CN115308078B - A method for determining the mass fraction of fatty acids in different tissues of soft fish - Google Patents

Abstract

The invention discloses a method for measuring the fatty acid mass fraction of different tissues of soft fish, and belongs to the field of biochemical detection. The determination method includes collecting and freezing fresh samples of soft fish carcass muscles, digestive glands and gonad tissues, freeze-drying to constant weight respectively, grinding and pulverizing, and using tissue fat Soxhlet extraction method to analyze the fat in the muscle, digestive gland and gonad tissue samples. Extraction is carried out in two stages to obtain the fatty acid mass fraction of different tissues. According to the dry weight of the sample used for fat extraction and the proportion of fatty acids and fats, the dry weight of the sample corresponding to the fatty acids and fats of each tissue is obtained. According to the measured fatty acid concentration, the dry weight of each sample is obtained. The fatty acid mass fraction of each tissue can solve the problems of incomplete tissue fat extraction and oxidation during tissue fat extraction caused by the difference in fat extraction time of different tissues of soft fish. It can be used in fields such as marine ecology and reproductive ecology. Determination and analysis of fatty acid biomarkers.

Description

A method for determining the mass fraction of fatty acids in different tissues of soft fish

Technical field

The invention belongs to the field of biochemical detection, and specifically relates to a method for determining the mass fraction of fatty acids in different tissues of soft fish.

Background technique

Cephalopods are important marine economic animals and are considered by the Food and Agriculture Organization of the United Nations to be one of the fishery resource species with the greatest potential for development in the future. Among them, soft fish are important targets for the world's cephalopod fishery and my country's offshore squid fishery. According to the United Nations The latest data from the FAO show that the total catch of soft fish caught commercially in the world in the past ten years is about 3 million tons per year. At the same time, these species occupy an important ecological position in the marine ecosystem and are at the forefront of the marine ecological food chain. In the middle, some species are even the top predators in the oceans in which they live.

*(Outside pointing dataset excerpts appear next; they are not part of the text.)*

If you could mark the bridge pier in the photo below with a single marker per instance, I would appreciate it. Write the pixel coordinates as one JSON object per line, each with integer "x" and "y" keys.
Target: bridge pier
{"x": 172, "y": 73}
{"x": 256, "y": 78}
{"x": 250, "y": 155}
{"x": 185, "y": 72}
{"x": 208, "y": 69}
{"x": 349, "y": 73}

Fatty acids are relatively conserved in the food chain and can be used as markers to trace the nutritional relationship of research objects. At the same time, fatty acids are important nutrients and energy substances for individual animals, affecting embryonic development and normal growth. At present, fatty acids as biomarkers have become an important part of the field of ecology and have been proven to be an important technical means for exploring bioecology, feeding ecology and other aspects. Recently, fat as a biomarker has also been used in the study of reproductive energy accumulation and reproductive investment strategies in oceanic soft fish, tracing the source of reproductive energy and its selective adaptability to the habitat of the sea environment. However, different from applied research in feeding ecology, research on reproductive investment strategies not only requires comparative analysis of the similarity and change patterns of fatty acid compositions between tissues, consumers and prey, but also requires the analysis of fatty acid quality. Comparison of changing trends in content. Therefore, after measuring the fatty acid concentration of the research object using gas chromatography-mass spectrometry (GC-MS), it is necessary to convert the fatty acid mass fraction.

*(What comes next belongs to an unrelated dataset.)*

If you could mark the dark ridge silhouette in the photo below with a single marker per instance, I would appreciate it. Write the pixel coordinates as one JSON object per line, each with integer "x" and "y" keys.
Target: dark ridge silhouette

It is worth noting that fatty acid determination requires extraction of fat from the test tissue. In order to obtain accurate fatty acid data, tissue fat needs to be extracted as completely as possible, and the occurrence of fat oxidation during the extraction process must be minimized. However, there are large differences in the fat content of different tissues of soft fish. For example, the fat content of muscle tissue is low, with an average of 1%-2% of wet weight; while the fat content of digestive gland tissue is very high, with an average of 1% of wet weight. 30%–50%. Therefore, when extracting these types of tissue fat, different extraction protocols need to be set for different tissues, which will bring more time costs and systematic errors to the experiment. In particular, when extracting fat from digestive gland tissue, the time will be relatively long and the fat will be severely oxidized. For this reason, when measuring fatty acids in soft fish tissue, it is necessary to consider the complete extraction and oxidation of tissue fat at the same time to obtain accurate fatty acid mass fraction data.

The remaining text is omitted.